Of course, the operative words are “as yet cannot be spared” – for as soon as man decides that he and his government are powerful enough to take over and maintain the “benefits conferred upon society” [which benefits he will choose, along with which society will receive said benefits] and be “a friend to those who have no other friends” [again, choosing whom he deems worthy of befriending], the Church will be hounded into oblivion.

Oh, wait…


*Originally, the quote I wanted to use was
“in a miracle there is enough light for those who want to believe and enough darkness for those who do not want”

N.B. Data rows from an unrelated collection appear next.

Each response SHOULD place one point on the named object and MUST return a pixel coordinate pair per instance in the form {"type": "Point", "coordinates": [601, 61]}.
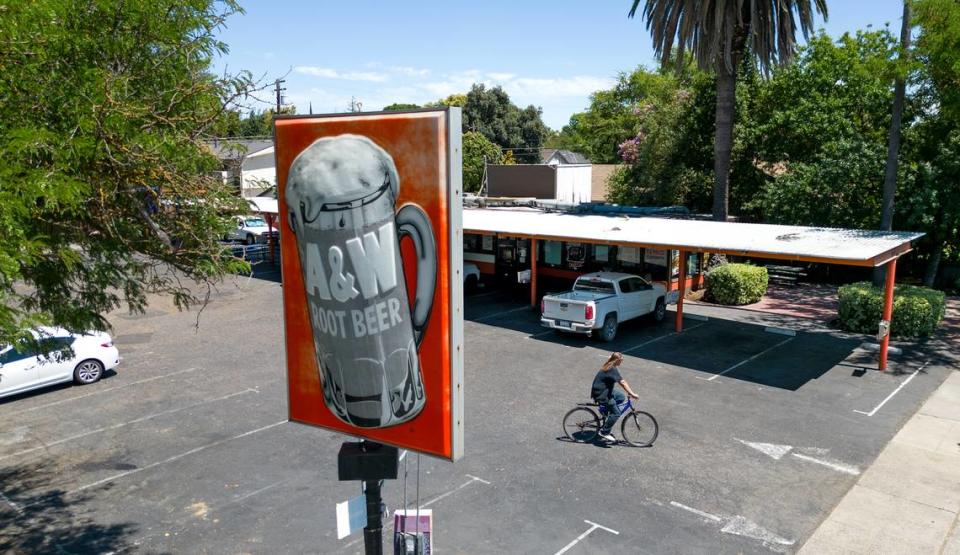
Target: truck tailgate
{"type": "Point", "coordinates": [564, 309]}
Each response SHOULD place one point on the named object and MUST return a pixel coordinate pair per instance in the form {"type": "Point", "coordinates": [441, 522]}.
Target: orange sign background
{"type": "Point", "coordinates": [420, 145]}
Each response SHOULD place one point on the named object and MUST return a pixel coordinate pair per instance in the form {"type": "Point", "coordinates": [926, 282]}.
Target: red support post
{"type": "Point", "coordinates": [887, 311]}
{"type": "Point", "coordinates": [682, 289]}
{"type": "Point", "coordinates": [533, 272]}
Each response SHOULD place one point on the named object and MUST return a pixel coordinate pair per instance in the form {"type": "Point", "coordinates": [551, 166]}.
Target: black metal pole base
{"type": "Point", "coordinates": [370, 463]}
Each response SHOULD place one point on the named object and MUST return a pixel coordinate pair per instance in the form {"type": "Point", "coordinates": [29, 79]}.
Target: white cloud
{"type": "Point", "coordinates": [411, 71]}
{"type": "Point", "coordinates": [581, 85]}
{"type": "Point", "coordinates": [328, 73]}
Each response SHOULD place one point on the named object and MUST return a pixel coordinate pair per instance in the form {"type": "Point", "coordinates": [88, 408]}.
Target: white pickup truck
{"type": "Point", "coordinates": [601, 300]}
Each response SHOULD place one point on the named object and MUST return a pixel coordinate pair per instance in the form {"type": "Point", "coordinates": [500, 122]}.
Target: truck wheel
{"type": "Point", "coordinates": [609, 329]}
{"type": "Point", "coordinates": [659, 311]}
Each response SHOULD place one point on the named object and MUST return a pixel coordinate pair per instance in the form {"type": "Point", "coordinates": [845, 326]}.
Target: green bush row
{"type": "Point", "coordinates": [916, 310]}
{"type": "Point", "coordinates": [736, 284]}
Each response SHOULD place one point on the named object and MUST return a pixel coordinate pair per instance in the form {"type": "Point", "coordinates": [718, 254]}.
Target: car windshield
{"type": "Point", "coordinates": [593, 285]}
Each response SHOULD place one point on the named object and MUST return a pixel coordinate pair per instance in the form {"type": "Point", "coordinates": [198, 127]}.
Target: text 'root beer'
{"type": "Point", "coordinates": [340, 195]}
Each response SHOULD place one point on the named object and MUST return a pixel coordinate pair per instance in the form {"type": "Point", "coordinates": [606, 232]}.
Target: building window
{"type": "Point", "coordinates": [601, 253]}
{"type": "Point", "coordinates": [552, 252]}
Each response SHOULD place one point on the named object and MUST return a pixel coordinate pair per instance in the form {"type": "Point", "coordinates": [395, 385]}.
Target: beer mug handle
{"type": "Point", "coordinates": [413, 222]}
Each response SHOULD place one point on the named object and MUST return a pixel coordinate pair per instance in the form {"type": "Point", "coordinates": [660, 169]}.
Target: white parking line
{"type": "Point", "coordinates": [127, 423]}
{"type": "Point", "coordinates": [698, 512]}
{"type": "Point", "coordinates": [114, 388]}
{"type": "Point", "coordinates": [454, 490]}
{"type": "Point", "coordinates": [593, 526]}
{"type": "Point", "coordinates": [780, 331]}
{"type": "Point", "coordinates": [491, 316]}
{"type": "Point", "coordinates": [839, 467]}
{"type": "Point", "coordinates": [654, 340]}
{"type": "Point", "coordinates": [742, 362]}
{"type": "Point", "coordinates": [165, 461]}
{"type": "Point", "coordinates": [895, 391]}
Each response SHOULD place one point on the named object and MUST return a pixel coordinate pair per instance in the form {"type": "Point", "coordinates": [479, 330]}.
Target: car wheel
{"type": "Point", "coordinates": [659, 311]}
{"type": "Point", "coordinates": [609, 330]}
{"type": "Point", "coordinates": [88, 372]}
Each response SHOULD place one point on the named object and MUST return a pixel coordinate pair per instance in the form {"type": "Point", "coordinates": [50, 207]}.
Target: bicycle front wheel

but that seems to be a bad translation.  Another mistranslation changes ‘miracle’ to ‘faith’, and is quoted all over the internet, usually starting with “As Blaise Pascal said…”.  Here is the section from Pascal’s Pensées (which you can read here at Project Gutenberg) with the original quote:

"God has willed to redeem men, and to open salvation to those who seek it. But men render themselves so unworthy of it, that it is right that God should refuse to some, because of their obduracy, what He grants to others from a compassion which is not due to them. If He had willed to overcome the obstinacy of the most hardened, He could have done so by revealing Himself so manifestly to them that they could not have doubted of the truth of His essence; as it will appear at the last day, with such thunders and such a convulsion of nature, that the dead will rise again, and the blindest will see Him.

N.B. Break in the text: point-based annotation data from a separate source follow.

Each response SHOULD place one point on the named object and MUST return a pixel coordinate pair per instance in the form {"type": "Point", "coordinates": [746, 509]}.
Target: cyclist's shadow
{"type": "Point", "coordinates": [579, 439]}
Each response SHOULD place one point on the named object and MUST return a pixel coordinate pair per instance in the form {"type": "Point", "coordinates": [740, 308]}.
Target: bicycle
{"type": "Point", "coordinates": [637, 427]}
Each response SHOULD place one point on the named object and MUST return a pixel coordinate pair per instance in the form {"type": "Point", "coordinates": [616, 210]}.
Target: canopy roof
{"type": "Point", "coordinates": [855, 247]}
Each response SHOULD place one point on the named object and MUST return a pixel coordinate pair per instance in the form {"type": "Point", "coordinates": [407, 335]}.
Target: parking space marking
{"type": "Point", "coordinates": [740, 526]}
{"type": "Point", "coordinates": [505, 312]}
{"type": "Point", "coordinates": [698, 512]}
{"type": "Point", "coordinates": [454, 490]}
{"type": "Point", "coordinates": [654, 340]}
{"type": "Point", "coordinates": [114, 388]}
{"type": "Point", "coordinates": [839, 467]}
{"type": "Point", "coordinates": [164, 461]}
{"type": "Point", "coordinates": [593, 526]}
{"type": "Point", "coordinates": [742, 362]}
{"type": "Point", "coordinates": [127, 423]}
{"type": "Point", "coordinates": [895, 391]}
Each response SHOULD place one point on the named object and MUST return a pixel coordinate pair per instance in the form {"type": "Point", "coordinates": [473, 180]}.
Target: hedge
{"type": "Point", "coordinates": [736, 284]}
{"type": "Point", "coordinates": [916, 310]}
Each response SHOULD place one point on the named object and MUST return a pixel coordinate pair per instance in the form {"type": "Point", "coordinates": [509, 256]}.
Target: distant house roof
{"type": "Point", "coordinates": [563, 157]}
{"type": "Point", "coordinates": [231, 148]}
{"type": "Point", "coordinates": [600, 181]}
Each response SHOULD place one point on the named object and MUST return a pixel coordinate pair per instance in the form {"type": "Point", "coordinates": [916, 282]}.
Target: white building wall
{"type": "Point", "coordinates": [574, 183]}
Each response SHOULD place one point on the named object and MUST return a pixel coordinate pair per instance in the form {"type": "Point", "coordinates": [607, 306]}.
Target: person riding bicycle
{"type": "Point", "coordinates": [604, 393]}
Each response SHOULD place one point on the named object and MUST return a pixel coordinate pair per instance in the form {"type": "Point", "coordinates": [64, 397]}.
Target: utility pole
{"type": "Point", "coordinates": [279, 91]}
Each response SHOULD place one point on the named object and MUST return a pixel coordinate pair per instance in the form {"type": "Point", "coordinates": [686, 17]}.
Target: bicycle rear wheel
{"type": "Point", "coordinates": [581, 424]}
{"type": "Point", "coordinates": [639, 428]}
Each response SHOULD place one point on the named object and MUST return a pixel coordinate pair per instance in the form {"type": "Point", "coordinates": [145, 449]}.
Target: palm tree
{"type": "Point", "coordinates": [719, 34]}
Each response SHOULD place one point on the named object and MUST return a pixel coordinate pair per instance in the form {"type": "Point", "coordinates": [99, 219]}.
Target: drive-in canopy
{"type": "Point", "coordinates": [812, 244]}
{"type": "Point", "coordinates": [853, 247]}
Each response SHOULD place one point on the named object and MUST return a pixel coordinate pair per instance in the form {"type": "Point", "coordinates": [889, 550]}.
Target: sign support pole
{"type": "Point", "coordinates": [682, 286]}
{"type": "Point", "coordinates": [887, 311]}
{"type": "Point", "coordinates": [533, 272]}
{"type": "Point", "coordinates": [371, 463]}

"It is not in this manner that He has willed to appear in His advent of mercy, because, as so many make themselves unworthy of His mercy, He has willed to leave them in the loss of the good which they do not want. It was not then right that He should appear in a manner manifestly divine, and completely capable of convincing all men; but it was also not right that He should come in so hidden a manner that He could not be known by those who should sincerely seek Him. He has willed to make Himself quite recognisable by those; and thus, willing to appear openly to those who seek Him with all their heart, and to be hidden from those who flee from Him with all their heart, He so regulates the knowledge of Himself that He has given signs of Himself, visible to those who seek Him, and not to those who seek Him not. There is enough light for those who only desire to see, and enough obscurity for those who have a contrary disposition."  Blaise Pascal, Pensées, Section VII: Morality and Doctrine, 430.